L’argument : À 50 ans, Alexandre a derrière lui une brillante carrière d’architecte. En proie à des doutes sur le sens de son travail et sur son mariage, il part en Italie accompagné de sa femme, avec le projet d’écrire un texte qu’il médite depuis longtemps sur l’architecte baroque Francesco Borromini.
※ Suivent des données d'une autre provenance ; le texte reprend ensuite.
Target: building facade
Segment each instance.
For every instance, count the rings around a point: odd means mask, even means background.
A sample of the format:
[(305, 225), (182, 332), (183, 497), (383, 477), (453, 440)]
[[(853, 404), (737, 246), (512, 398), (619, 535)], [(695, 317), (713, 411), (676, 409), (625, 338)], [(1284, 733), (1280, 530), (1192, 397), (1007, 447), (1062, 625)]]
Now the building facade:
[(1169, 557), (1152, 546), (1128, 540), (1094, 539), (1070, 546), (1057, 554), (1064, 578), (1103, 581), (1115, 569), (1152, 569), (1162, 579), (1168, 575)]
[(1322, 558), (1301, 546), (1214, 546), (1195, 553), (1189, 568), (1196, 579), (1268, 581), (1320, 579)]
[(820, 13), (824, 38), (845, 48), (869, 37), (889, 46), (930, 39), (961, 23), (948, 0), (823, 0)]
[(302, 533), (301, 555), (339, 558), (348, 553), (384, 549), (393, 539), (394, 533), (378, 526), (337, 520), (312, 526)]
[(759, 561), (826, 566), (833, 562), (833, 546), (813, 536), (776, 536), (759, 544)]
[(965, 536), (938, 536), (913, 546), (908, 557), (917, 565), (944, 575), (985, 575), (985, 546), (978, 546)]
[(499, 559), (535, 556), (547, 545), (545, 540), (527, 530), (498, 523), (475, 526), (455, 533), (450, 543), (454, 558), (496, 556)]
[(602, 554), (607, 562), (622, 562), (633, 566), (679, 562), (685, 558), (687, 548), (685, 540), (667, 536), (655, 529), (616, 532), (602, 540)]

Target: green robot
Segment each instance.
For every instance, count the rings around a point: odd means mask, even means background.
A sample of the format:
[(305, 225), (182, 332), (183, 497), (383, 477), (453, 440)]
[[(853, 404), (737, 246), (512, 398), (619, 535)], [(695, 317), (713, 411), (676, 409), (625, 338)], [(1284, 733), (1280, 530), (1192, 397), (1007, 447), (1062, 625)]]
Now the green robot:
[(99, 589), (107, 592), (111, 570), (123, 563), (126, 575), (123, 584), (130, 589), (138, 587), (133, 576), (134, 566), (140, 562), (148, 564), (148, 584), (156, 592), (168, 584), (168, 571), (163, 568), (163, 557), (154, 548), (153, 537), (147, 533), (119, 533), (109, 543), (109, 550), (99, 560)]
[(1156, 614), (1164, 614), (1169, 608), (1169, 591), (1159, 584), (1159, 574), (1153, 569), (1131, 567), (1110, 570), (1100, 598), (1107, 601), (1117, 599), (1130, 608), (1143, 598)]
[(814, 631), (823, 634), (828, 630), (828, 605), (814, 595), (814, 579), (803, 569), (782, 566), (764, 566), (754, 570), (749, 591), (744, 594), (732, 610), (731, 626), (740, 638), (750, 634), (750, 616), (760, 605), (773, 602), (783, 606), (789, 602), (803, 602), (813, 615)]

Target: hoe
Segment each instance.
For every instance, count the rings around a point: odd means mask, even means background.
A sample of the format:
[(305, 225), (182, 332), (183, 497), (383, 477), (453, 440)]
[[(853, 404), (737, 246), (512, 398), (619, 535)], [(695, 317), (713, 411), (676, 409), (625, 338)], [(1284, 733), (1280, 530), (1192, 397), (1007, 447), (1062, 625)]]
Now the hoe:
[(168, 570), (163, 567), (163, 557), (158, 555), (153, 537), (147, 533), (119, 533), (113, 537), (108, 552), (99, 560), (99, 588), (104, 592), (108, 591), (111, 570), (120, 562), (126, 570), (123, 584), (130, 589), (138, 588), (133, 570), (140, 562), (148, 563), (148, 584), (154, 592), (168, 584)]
En arrivant à Stresa, sur les rives du Lac Majeur, ils font la rencontre de jeunes frère et soeur, qui donneront un tout autre tour à cette échappée italienne.
Notre avis : Dans son cinquième long métrage, Eugène Green reste fidèle aux parti-pris stylistiques de ses films précédents.
Rien ne doit céder au faux naturel, rien ne doit aller de soi, tout doit résister.
Cette résistance est incarnée avant tout par Goffredo (Ludovico Succio), jeune homme sévère ne cherchant certainement pas à plaire à quiconque et surtout pas à ce grand architecte qui, commentant les évanouissements de la jeune Lavinia, se croit obligé de remarquer que la langueur (spossatezza) est une maladie anachronique et se fait répondre sur un ton sec que la malade n’en a pas été avertie.
Mais entre les deux hommes, obligés de voyager ensemble, va peu à peu s’établir une relation de l’ordre de la filiation, de la transmission réciproque.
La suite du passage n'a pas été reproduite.